Since the EU referendum on the 23rd June, the business world has been left in a state of uncertainty as retailers, traders and organisations await to see what kind of impact Brexit will have on the UK economy. As companies have watched stock markets begin to rapidly fluctuate and sterling plummet to its lowest value against the dollar since the mid-1980s, they along with the media have for the most part been anticipating quite a negative outlook for the coming years ahead following the initial fallout. However in reality, what these short term economic impacts provide to businesses is actually the opportunity for potential growth.
This is because with the pound dropping in value as it has been since the referendum result, buyers abroad can now in effect buy the same quantity of goods from the UK for less, making British suppliers more appealing to foreign importers and consumers. Therefore because of this drop, any manufacturers or businesses exporting their goods abroad are actually able to sell their goods cheaper and still increase their profits. However if companies believe these benefits are limited to just those already selling their products abroad then they are mistaken.
Online trading is booming, with more and more consumers being drawn to the convenience of doing their shopping over the internet by the day. With this being the case, many businesses have moved at least a portion of their business online in recent years, selling through their own website as well as popular marketplaces like eBay and Amazon. In doing so, companies are opening themselves up to a global audience, creating more opportunities to sell their products and generate profitability. Although the benefits of online trading are clear, the investment into eCommerce websites, marketplace order management tools or indeed both may have previously been deemed too great for businesses to make that all important leap to selling their goods online.
Make The Most Of Brexit With Online Expansion
Into New Foreign Markets
However with the emergence of the weaker pound, companies have now been presented with a golden opportunity to finally start using web shops and marketplaces if they haven’t already so that they can capitalise on new markets abroad. If businesses can use these online channels to their sales advantage, they can benefit from competitive exports into new foreign markets that can more than cover any negative impact on their domestic sales caused by Brexit. Additionally by making the move online, companies can remove any uncertainty they have over the future by providing themselves with a stable platform from which they can grow the business.
That said, investing in websites and online order processing systems can still require an outlay for a lot of companies, therefore it is vitally importing when choosing a web developer and software partner for their order management that businesses choose the right solution. Therefore in order to keep processing streamlined, maximise profitability and generate a fast return on any initial investment, there are a number of key things businesses should consider when making their all-important move online.
The first thing businesses should obviously think about is multi-currency handling. Businesses looking to make the move online or expand into foreign markets following Brexit will need to firstly ensure their current systems are set up to effectively manage payments and everyday accounting in multiple different currencies. Exchange rates also need to be carefully updated to maximise and monitor profitability, with numerous multi-currency price lists likely needing to be kept regularly updated across each channel too. Therefore businesses should ensure that they have the tools to manage trading on these new markets in place by getting in the IT infrastructure that supports multi-currency trading from start to finish and also helps to automate price update management.
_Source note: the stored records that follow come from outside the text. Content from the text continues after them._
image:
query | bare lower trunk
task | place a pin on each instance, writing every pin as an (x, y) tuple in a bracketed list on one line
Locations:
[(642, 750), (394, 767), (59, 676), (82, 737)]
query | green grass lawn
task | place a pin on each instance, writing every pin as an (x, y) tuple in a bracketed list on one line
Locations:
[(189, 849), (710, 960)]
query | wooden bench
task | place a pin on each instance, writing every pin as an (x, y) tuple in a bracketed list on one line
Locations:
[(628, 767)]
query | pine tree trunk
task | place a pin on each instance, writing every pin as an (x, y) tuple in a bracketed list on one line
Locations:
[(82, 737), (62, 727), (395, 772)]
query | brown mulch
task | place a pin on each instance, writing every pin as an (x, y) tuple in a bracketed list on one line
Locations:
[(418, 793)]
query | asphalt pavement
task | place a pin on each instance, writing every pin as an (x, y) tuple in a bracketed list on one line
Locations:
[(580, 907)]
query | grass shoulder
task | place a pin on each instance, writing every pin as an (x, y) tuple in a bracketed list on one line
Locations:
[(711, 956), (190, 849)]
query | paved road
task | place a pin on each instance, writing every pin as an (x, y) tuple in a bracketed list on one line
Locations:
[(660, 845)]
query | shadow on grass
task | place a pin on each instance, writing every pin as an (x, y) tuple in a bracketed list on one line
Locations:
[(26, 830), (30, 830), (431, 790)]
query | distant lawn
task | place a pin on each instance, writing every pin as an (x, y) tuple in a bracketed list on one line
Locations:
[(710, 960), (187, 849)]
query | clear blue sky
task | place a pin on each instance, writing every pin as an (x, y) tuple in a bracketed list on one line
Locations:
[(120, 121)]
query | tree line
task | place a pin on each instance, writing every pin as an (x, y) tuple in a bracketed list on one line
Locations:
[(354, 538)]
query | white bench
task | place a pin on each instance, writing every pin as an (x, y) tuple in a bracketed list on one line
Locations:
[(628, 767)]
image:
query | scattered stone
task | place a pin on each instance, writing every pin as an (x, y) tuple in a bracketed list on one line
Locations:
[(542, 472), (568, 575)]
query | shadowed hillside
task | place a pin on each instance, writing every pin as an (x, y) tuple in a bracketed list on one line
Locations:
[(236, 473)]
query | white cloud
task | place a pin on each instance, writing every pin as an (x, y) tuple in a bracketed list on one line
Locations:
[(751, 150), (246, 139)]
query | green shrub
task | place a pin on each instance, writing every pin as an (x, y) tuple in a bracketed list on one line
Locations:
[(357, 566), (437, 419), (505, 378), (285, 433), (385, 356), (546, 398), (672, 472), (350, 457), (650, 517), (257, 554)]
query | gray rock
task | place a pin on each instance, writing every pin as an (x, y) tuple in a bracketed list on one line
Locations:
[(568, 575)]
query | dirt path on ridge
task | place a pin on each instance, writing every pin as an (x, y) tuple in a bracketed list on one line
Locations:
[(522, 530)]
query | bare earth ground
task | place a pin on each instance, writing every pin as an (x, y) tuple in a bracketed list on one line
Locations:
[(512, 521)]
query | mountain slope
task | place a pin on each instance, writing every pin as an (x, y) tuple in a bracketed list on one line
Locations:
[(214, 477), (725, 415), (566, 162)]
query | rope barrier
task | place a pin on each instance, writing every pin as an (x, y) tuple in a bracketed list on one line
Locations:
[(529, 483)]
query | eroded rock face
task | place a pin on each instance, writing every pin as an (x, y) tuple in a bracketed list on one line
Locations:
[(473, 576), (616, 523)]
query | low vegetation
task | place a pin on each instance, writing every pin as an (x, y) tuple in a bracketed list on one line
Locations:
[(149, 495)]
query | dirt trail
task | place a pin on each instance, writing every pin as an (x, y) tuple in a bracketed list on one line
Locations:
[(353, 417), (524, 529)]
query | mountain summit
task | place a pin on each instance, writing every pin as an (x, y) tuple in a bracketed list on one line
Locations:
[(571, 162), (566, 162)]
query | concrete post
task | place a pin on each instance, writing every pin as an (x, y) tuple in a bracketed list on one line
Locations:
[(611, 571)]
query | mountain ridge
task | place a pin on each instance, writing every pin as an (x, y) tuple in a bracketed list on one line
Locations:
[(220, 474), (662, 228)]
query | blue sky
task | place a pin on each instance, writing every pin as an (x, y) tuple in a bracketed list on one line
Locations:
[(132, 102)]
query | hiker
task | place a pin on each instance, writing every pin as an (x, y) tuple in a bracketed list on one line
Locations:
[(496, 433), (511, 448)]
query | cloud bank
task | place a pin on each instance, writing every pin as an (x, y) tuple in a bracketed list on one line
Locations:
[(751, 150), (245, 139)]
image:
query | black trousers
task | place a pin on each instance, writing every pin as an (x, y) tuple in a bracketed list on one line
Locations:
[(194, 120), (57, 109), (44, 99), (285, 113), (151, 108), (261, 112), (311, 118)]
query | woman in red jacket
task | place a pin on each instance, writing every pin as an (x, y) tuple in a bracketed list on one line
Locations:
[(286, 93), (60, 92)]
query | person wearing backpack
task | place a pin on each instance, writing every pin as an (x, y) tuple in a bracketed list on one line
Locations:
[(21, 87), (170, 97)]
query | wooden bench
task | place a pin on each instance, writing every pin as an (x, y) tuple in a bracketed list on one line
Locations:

Implement The Facilities To Effectively Manage Larger Order Volumes
Secondly, moving into online trading will likely mean that they will suddenly have much larger order volumes that they need to process, especially if businesses decide to launch on multiple websites and marketplaces. With this being the case, staff time becomes much more valuable and therefore needs to be spent on accurately fulfilling orders rather than manual data input. To achieve this, companies should look at systems that bring their sales channels together, both online and offline, so that they don’t have to rely on staff logging into numerous website and marketplace back ends in order to update the same information multiple times.
Additionally businesses should also ensure that this multi-channel solution that they choose is integrated to their international couriers of choice so that further rekeying of data can be carefully avoided. By having a solution that provides the ability to effectively manage multi-channel trading with accurate, streamlined fulfilment of the orders coming from these channels too, businesses can make their venture into online sales a successful one.
Lastly but most importantly, businesses should carefully consider how their websites and marketplaces will integrate with their back end systems. Too often businesses get tied up with implementing what they consider “best of breed” systems for each aspect of their business, which results in companies working from multiple disconnected databases that don’t communicate and paying a fortune on annual license fees for software that they never own.
Cost savings are going to be the key to prosperity in a post-Brexit environment and therefore companies should look to simply have one system in place that enables them to manage all the business operations from their front end website to back end accounts. This not only enables them to keep costs down by avoiding the need to pay year-on-year for multiple software systems and support packages, but also ensures that companywide information is shared so that orders can be fulfilled faster, problems solved faster and better customer service provided.
So although most reports in the aftermath of the EU referendum may seem to be painting a pretty gloomy picture for the future, businesses can take great solace in the fact that, if their product market is flexible enough, Brexit actually presents numerous opportunities for company growth. By capitalising on the weakened pound through investing in online expansion into foreign markets and the systems needed to handle this new endeavour effectively, companies can find themselves fending off the Brexit blues and increasing their sales profitability.